I’ve said before that Tinley, like Rush Limbaugh, relies on crude junior high level schoolyard bullying techniques for most of what presumably is supposed to be humorous in his strip.

But today’s strip is just flat-out false, lying propaganda of the worst kind. He throws out the following statement as it if was an accepted or demonstrable fact:

The “Bush tax cuts” have brought in more money to the treasury than ever before...

And then claims that the media is involved in some kind of conspiracy to hide or coverup this information.

First off, the sentence makes no sense as tax cuts by definition reduce the amount of money going to the treasury. What I’m sure he is trying to refer to is the one-time jump in corporate tax revenues that occurred last year which helped to temporarily reduce the size of the deficit. It was debatable then whether Bush’s tax cuts had anything to do with it, but none-the-less it is old news today as the deficit is now expected to shoot back up to record levels later this year.

WASHINGTON, Jan. 12 - The White House acknowledged on Thursday that the budget deficit would climb back above $400 billion this year, erasing the brief improvement last year and complicating President Bush's vow to cut the deficit in half by 2009....

The Times article explains the earlier bump in revenues this way:

Since President Bush took office in 2001, the federal budget has swung from a surplus of more than $100 billion to deficits as high as $412 billion in 2004. Last year, the deficit narrowed unexpectedly to $319 billion, mainly because of a surge in corporate tax revenues and taxes on stock-market gains.

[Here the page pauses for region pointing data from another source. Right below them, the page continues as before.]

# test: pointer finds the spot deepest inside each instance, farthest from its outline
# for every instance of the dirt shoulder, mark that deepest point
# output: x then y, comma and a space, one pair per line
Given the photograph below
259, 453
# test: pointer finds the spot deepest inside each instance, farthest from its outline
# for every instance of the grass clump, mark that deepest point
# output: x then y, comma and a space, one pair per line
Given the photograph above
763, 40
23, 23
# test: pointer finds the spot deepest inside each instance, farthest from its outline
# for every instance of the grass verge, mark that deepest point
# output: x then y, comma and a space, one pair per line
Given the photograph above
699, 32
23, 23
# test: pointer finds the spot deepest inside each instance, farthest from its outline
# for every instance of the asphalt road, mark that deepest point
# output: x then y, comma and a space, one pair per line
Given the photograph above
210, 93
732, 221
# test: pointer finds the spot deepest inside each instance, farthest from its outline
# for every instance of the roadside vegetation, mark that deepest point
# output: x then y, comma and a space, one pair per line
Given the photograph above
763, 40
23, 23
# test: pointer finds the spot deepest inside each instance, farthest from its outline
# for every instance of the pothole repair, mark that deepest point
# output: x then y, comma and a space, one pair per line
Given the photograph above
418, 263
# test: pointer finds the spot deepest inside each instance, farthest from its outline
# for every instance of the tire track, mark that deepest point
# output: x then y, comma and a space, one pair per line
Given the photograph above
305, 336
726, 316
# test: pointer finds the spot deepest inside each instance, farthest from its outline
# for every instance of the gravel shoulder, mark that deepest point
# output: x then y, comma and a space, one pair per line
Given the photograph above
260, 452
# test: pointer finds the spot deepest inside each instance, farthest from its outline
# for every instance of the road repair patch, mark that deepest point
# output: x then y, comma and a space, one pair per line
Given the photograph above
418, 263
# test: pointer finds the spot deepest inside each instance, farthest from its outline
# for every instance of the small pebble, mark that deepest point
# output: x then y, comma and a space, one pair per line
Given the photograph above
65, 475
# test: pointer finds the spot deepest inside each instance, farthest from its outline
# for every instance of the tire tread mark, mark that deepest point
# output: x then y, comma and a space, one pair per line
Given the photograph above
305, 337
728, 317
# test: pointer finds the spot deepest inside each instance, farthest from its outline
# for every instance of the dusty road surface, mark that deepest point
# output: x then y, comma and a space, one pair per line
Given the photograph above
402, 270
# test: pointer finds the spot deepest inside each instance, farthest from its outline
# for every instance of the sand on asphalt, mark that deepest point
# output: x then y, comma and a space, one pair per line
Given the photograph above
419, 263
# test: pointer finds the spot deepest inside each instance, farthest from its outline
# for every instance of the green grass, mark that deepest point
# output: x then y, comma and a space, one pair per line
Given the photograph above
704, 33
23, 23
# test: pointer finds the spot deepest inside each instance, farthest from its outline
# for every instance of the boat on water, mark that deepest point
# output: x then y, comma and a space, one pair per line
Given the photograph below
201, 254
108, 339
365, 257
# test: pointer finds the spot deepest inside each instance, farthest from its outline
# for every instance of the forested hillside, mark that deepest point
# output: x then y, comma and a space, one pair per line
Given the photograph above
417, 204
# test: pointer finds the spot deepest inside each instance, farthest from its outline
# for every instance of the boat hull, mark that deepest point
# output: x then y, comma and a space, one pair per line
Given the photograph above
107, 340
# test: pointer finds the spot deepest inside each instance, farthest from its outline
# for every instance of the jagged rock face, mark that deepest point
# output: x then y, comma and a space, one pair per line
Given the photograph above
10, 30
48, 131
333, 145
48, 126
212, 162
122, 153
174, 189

Mr. Bush has attributed much if not most of the rising deficit to several unforeseen shocks: a recession in 2001, the collapse of the stock market bubble, huge new spending on domestic security after the terrorist attacks of Sept. 11, 2001, and the cost of wars in Afghanistan and Iraq.

But budget analysts outside the administration have long argued that the government spending has been very high under Mr. Bush while tax cuts have chipped away at revenues.

As a percentage of gross domestic product, a measure that economists prefer over simple dollar amounts, government spending has climbed sharply, from 18.5 percent in 2001 to nearly 20 percent for each of the past three years.

By contrast, tax revenues plunged to as little as 16.3 percent of the nation's economy from 19.8 percent in 2001.


In other words, we are spending more while taking in less money - the height of fiscal irresponsibility. Bush wants to blame Hurricane Katrina, but he is not willing to suck it up and deal with the crisis today. No, instead he puts it all on the government’s credit card for our children and grandchildren to have to deal with one day, while continuing to press for ever more and deeper tax cuts for the rich.

And the sad fact is that far more people are likely to read the lies in this Mallard Fillmore cartoon than will read the truth in the NYTimes article.

What I would like to know is why do the newspapers allow Tinsley to get away with this? Whenever there has been anything even slightly questionable in a Doonesbury strip there is always a hue and cry from the far-right and the strip is pulled and replaced by editors all over the country. And yet they let Tinsley lie on a regular basis with no comment.